Я потрясла головой, пытаясь избавиться от размытых краев, оставленных болью. Пытаясь понять его слова.
— Последняя из орранских Хранителей Источников. Мятежница, борющаяся за независимость, за свободу, за права. Так они тебя называют. Эскара Хелсене: пережила войну, сбежала из Ямы, сразилась с моими Рыцарями десяти, вернулась и вытащила город из земли. — Он замолчал и на мгновение прикусил губу. — Они объединились вокруг тебя, вокруг твоего имени. Повстанческие группировки появляются по всему старому Оррану, и мятежные слухи доходят даже до терреланской части моей империи. — Он вздохнул. — Именно там сосредоточена большая часть моих войск — они поддерживают мир. Но я намерен использовать тебя, чтобы окончательно подавить мятежников. Если я казню тебя, мой собственный народ отвернется от меня за нарушение традиций, и я добьюсь лишь того, что превращу тебя в мученицу. Но когда ты накинешь на себя петлю и покончишь с собой, я покажу миру твой изуродованный труп. Лишенные объединяющего катализатора, мятежные элементы сломаются. — Он снова подошел ко мне и приставил щипцы к ногтю моего большого пальца. Стыдно признаться, но у меня вырвался стон. Я знала, что будет больно, и не хотела этого. Я не хотела ничего из этого. — Но ни на секунду не думай, будто я хочу, чтобы это произошло быстро. Моя империя будет терпеть этих мятежников столько, сколько потребуется, столько, сколько сможешь продержаться ты.

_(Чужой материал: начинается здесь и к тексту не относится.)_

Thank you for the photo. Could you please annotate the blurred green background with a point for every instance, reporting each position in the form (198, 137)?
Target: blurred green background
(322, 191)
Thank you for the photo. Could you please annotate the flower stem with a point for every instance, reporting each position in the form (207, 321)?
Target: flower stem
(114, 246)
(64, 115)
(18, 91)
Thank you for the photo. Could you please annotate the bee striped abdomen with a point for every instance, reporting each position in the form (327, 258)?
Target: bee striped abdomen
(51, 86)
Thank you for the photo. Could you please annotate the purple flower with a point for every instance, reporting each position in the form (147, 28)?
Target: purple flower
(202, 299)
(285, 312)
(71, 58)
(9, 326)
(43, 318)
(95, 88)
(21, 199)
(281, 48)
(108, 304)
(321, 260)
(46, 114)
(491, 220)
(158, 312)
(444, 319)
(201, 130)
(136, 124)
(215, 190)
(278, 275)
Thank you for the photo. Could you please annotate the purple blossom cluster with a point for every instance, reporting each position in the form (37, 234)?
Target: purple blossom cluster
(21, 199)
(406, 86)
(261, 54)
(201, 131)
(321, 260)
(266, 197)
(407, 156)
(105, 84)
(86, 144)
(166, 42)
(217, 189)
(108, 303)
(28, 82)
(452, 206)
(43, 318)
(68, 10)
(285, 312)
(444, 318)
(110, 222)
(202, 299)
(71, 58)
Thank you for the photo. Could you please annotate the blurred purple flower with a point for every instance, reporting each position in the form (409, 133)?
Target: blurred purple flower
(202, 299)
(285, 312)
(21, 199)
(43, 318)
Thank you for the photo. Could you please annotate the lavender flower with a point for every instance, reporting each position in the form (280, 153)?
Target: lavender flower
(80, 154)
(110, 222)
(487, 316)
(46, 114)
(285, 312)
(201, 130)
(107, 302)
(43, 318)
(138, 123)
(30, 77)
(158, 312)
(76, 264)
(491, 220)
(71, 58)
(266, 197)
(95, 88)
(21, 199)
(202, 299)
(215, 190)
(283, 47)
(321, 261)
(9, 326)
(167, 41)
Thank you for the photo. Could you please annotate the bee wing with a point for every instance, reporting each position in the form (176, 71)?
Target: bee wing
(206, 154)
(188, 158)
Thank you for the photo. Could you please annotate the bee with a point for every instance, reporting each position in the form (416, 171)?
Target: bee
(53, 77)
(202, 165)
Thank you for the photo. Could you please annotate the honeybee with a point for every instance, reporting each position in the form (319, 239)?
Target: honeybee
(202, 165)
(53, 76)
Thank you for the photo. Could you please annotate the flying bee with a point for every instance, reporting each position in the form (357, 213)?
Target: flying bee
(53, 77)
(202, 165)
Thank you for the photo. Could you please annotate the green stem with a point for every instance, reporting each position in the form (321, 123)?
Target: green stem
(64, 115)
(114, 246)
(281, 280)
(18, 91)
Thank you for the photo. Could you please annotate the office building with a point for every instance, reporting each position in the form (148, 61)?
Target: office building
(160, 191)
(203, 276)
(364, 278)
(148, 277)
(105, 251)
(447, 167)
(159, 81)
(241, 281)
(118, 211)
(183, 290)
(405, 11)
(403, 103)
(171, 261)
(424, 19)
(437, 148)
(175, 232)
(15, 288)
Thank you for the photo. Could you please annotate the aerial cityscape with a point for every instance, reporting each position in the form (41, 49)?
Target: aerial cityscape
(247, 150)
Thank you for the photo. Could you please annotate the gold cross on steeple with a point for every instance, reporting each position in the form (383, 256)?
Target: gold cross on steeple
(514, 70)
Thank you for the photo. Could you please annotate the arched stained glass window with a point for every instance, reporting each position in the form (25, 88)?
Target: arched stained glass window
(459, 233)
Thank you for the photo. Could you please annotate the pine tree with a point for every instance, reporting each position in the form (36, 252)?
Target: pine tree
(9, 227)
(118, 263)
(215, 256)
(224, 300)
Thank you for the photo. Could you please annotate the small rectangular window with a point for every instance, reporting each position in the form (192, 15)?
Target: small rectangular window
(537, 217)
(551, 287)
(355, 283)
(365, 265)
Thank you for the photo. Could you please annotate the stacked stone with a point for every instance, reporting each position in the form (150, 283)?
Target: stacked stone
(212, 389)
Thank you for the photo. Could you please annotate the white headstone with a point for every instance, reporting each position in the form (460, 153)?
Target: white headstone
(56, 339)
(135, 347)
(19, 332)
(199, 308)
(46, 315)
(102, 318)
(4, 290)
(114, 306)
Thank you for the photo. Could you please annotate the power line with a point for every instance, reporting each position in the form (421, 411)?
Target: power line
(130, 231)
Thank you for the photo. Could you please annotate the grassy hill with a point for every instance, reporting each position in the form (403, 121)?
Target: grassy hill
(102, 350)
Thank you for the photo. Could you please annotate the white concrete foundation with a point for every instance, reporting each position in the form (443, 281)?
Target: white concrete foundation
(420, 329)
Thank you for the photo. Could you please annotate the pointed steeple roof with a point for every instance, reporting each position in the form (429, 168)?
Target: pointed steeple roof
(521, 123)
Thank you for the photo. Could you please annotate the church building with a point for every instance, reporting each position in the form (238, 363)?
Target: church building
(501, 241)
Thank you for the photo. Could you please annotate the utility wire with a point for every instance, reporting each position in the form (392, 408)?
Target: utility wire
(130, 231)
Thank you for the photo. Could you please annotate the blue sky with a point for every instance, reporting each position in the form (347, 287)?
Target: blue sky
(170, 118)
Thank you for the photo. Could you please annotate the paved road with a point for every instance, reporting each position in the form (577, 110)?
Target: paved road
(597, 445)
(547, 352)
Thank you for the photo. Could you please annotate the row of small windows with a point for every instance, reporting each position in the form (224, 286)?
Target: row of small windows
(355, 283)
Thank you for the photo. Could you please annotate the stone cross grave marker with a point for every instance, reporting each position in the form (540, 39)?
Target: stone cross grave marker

К тому времени, когда император закончил со мной в тот день, у меня на правой руке не осталось ногтей. Я думаю, он бы перешел на левую, но один взгляд на твердую, как камень, руку убедил его, что это было бы бесплодной попыткой, а император ненавидел делать что-либо, что не имело целью сломить мой дух. Мой голос сорвался от криков боли, и ни один из этих воплей не вышел добровольно. Они были вырваны из меня так же, как и мои ногти. И каждый раз этот ненавистный гребаный ублюдок получал удовольствие от моей боли. Мастер Тивенс давал полезные советы и иногда ругал за работу, которую считал выполненной небрежно. Будь я свободна, я бы перегрызла ему глотку. Каждый раз, когда император вырывал ноготь и бросал его на пол — бесполезную окровавленную плоть, — острая боль переходила в тупую и пульсирующую. Каждый раз, когда император вырывал ноготь и я снова могла думать, я ненавидела всех в этой комнате. Стражей могилы, мастера Тивенса, Прену и Императора. Моя ярость не знала границ. Я снова и снова пыталась обрести свою магию, но сил на это не оставалось. Мой дугошторм был там, но я не могла вызвать даже искру. Сссеракис туго свернулся внутри меня, и я не могла использовать его силу манипулировать моей тенью. Мне больше нечем было сражаться. И они это знали. Они знали, что я бессильна. Они на это рассчитывали.